The tour followed the release of the group’s album Goats Head Soup on 31 August. It began at the Stadthalle in Vienna, Austria on 1 September. It then saw, in large halls to mid-sized arenas, West Germany, England (including four shows at the Empire Pool in London), Scotland, Switzerland, Denmark, Sweden, The Netherlands, and Belgium, finishing on 19 October with the band’s fourth entry into and thirteenth show in West Germany, at the Deutschlandhalle in West Berlin, which would turn out to be Mick Taylor’s last live performance with the Stones as a member of the band. Altogether 42 shows were played in 22 cities, with two shows in a day a commonplace.
This was the Stones’ first trip to Europe since the European Tour 1970, and was part of parallel three-year cycles of touring the United States and Europe.
Without all the ballyhoo, media attention, and jet set hangers-on of the group’s 1972 American Tour, the 1973 European Tour was seen as having less drama — the biggest pending issue was the resolution of Keith Richards and Anita Pallenberg’s 25 June drugs and weapons bust, which hung over them until a 24 October £205 fine from the Great Marlborough Street Magistrates Court resolved it — while showcasing consistently good musicianship.

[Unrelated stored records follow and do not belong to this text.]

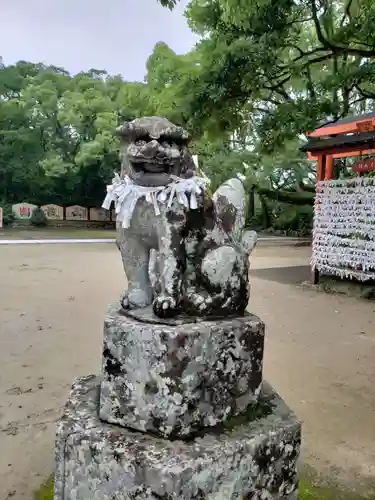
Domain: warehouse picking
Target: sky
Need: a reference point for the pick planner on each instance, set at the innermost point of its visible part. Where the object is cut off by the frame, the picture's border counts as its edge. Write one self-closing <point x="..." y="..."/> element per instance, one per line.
<point x="114" y="35"/>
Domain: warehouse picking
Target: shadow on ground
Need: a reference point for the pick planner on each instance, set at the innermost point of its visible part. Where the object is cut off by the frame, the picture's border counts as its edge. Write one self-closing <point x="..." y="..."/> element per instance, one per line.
<point x="291" y="275"/>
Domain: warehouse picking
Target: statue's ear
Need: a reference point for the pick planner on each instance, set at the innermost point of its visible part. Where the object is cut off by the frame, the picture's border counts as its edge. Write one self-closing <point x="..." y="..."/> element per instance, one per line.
<point x="188" y="164"/>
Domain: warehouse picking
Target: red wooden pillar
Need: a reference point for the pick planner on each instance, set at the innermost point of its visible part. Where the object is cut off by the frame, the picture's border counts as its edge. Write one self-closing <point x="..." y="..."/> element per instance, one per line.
<point x="329" y="168"/>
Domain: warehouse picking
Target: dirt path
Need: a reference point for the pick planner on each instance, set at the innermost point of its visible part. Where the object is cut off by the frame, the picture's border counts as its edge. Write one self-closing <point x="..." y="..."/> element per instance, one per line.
<point x="319" y="355"/>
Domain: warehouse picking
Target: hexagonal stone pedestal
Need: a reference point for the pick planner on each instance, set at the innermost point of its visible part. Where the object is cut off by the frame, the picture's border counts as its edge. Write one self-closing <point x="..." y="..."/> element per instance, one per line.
<point x="175" y="378"/>
<point x="254" y="457"/>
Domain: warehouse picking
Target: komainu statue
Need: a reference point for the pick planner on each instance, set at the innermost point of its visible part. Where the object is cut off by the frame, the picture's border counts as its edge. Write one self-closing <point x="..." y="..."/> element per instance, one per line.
<point x="184" y="251"/>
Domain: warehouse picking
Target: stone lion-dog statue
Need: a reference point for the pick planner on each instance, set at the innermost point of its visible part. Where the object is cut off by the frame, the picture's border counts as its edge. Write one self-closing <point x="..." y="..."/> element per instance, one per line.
<point x="183" y="250"/>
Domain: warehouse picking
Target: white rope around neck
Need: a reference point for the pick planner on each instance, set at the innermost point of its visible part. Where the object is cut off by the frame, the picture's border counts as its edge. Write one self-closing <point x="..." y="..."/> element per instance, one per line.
<point x="124" y="193"/>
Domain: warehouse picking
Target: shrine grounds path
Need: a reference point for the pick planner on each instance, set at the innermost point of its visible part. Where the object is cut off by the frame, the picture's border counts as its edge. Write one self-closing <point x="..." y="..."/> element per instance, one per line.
<point x="320" y="355"/>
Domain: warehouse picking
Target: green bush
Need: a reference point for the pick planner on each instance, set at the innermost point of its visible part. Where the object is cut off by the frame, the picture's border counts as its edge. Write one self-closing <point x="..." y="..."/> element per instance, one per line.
<point x="38" y="218"/>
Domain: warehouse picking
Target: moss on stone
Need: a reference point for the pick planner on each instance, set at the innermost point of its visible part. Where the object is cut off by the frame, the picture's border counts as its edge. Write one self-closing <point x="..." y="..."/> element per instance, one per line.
<point x="308" y="491"/>
<point x="254" y="412"/>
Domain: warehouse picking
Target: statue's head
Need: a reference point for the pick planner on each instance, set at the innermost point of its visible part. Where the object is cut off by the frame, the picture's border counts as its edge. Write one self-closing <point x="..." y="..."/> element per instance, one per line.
<point x="153" y="149"/>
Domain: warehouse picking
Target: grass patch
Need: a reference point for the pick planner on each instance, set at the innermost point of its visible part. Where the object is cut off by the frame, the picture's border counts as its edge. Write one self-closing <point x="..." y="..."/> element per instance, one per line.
<point x="308" y="491"/>
<point x="45" y="492"/>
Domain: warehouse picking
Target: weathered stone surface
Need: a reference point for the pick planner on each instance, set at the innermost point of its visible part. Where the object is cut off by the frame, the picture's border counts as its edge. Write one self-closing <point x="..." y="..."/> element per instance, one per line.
<point x="163" y="205"/>
<point x="256" y="460"/>
<point x="174" y="379"/>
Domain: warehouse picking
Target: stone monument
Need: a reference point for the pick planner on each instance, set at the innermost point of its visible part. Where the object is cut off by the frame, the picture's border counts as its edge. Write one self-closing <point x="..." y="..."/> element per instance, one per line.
<point x="180" y="411"/>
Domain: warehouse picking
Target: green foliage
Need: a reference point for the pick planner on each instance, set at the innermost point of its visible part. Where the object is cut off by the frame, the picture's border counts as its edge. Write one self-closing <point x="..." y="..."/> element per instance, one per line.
<point x="263" y="73"/>
<point x="38" y="218"/>
<point x="282" y="66"/>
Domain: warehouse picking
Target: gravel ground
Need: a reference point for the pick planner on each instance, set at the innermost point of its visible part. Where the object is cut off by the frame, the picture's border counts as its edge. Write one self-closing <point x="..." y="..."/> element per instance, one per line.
<point x="320" y="353"/>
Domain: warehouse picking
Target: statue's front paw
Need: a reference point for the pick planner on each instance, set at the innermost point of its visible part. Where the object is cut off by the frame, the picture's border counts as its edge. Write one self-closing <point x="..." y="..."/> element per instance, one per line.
<point x="165" y="306"/>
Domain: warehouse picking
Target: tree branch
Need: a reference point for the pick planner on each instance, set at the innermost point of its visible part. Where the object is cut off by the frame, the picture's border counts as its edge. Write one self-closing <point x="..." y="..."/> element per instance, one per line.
<point x="336" y="49"/>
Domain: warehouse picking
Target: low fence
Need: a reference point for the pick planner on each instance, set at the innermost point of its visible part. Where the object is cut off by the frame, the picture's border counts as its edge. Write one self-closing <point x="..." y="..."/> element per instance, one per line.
<point x="74" y="216"/>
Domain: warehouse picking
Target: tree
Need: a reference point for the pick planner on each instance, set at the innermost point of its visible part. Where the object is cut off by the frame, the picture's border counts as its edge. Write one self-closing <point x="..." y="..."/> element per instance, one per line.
<point x="286" y="65"/>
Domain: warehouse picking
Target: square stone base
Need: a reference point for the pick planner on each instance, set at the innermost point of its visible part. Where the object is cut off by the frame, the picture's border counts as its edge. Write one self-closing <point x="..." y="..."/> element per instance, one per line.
<point x="253" y="457"/>
<point x="173" y="379"/>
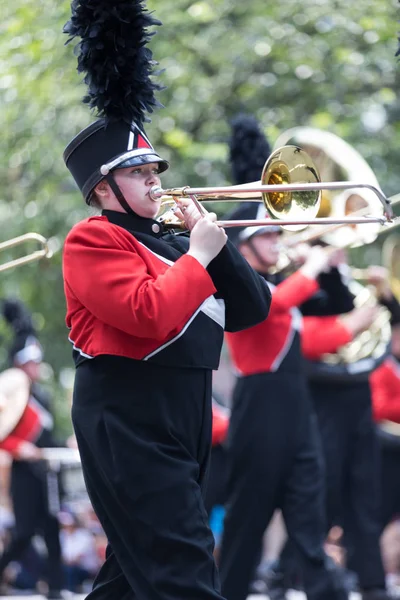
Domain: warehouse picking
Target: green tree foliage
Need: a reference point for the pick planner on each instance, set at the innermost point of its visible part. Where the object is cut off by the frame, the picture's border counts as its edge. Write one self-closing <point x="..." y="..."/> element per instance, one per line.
<point x="325" y="63"/>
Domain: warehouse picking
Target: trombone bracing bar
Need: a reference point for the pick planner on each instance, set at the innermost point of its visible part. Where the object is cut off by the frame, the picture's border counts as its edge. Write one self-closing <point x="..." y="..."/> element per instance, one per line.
<point x="35" y="255"/>
<point x="218" y="194"/>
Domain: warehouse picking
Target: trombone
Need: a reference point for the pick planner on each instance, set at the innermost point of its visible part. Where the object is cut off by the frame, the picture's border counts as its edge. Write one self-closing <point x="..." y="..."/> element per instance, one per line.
<point x="44" y="251"/>
<point x="289" y="187"/>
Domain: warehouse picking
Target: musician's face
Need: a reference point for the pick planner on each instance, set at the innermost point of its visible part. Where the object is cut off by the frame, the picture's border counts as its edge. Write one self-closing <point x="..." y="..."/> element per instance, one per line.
<point x="135" y="184"/>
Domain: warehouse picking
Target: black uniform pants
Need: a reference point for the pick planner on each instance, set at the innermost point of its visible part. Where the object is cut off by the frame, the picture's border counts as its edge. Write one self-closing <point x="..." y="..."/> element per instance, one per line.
<point x="144" y="434"/>
<point x="390" y="457"/>
<point x="274" y="462"/>
<point x="32" y="516"/>
<point x="353" y="477"/>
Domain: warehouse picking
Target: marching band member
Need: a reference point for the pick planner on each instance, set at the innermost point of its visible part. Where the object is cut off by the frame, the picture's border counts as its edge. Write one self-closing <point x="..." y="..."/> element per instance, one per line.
<point x="146" y="310"/>
<point x="25" y="427"/>
<point x="352" y="457"/>
<point x="273" y="446"/>
<point x="385" y="390"/>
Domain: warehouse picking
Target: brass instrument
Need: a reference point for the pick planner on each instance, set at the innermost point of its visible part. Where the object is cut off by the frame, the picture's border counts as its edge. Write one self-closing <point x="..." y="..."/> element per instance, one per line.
<point x="336" y="159"/>
<point x="290" y="189"/>
<point x="44" y="251"/>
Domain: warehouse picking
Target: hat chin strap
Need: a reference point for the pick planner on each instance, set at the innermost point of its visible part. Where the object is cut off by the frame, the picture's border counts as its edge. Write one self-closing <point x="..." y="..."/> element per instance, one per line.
<point x="118" y="194"/>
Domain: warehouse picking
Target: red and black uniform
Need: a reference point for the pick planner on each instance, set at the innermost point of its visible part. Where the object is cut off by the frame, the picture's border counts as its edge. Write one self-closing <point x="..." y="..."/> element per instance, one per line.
<point x="385" y="388"/>
<point x="147" y="325"/>
<point x="273" y="444"/>
<point x="342" y="401"/>
<point x="216" y="484"/>
<point x="29" y="490"/>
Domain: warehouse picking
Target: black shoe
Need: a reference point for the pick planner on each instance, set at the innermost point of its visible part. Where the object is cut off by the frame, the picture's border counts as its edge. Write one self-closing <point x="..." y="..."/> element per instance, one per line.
<point x="376" y="594"/>
<point x="258" y="587"/>
<point x="55" y="595"/>
<point x="276" y="586"/>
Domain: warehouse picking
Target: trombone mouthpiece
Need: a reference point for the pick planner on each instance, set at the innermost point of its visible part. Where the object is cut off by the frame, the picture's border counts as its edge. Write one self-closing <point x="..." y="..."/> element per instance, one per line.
<point x="155" y="192"/>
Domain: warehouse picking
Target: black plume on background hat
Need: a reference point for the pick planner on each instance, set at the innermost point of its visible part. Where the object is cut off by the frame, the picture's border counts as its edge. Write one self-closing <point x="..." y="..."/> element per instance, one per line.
<point x="25" y="345"/>
<point x="112" y="54"/>
<point x="248" y="149"/>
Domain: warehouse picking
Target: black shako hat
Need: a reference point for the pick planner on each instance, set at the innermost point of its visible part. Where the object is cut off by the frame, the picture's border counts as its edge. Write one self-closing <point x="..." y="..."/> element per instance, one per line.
<point x="248" y="151"/>
<point x="25" y="346"/>
<point x="103" y="147"/>
<point x="117" y="64"/>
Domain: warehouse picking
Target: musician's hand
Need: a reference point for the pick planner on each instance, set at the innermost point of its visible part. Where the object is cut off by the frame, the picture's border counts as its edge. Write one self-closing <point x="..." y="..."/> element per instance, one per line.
<point x="206" y="240"/>
<point x="28" y="451"/>
<point x="359" y="319"/>
<point x="379" y="277"/>
<point x="190" y="214"/>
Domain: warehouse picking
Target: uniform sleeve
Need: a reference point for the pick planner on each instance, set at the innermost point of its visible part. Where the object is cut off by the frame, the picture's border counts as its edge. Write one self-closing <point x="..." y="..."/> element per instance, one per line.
<point x="11" y="444"/>
<point x="246" y="294"/>
<point x="385" y="389"/>
<point x="292" y="292"/>
<point x="323" y="335"/>
<point x="112" y="281"/>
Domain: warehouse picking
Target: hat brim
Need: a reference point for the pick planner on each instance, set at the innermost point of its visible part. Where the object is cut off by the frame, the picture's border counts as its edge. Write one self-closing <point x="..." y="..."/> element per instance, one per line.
<point x="144" y="159"/>
<point x="249" y="232"/>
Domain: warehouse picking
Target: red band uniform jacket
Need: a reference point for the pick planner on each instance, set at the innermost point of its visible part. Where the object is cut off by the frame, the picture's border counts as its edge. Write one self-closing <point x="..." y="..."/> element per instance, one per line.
<point x="147" y="323"/>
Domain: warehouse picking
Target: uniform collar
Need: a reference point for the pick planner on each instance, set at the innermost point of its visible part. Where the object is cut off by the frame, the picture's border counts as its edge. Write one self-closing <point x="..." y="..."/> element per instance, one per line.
<point x="135" y="223"/>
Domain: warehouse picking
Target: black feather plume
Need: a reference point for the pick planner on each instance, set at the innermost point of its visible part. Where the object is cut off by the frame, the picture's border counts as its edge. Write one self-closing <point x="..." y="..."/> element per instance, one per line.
<point x="248" y="149"/>
<point x="113" y="55"/>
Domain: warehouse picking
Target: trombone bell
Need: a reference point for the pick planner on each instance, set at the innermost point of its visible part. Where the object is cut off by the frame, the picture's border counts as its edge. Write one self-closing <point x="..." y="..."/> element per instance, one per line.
<point x="287" y="165"/>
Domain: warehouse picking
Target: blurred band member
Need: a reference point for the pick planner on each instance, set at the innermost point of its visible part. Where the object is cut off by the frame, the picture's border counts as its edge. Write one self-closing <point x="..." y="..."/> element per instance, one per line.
<point x="29" y="491"/>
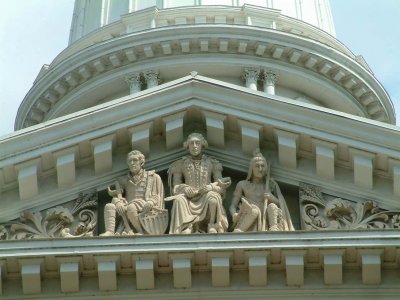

Songs like “Brown Sugar” and “Gimme Shelter” were well received and Billy Preston’s organ and clavinet added a contemporary and funky edge to the “classic” Stones sound, although the tour’s relatively conventional delineation between rhythm (primarily Richards) and lead guitar (primarily Taylor) parts were later criticised by Richards. By the time of the group’s following Tour of the Americas ’75, Ron Wood would be in the band and Richards’ preferred interweaved approach would be restored.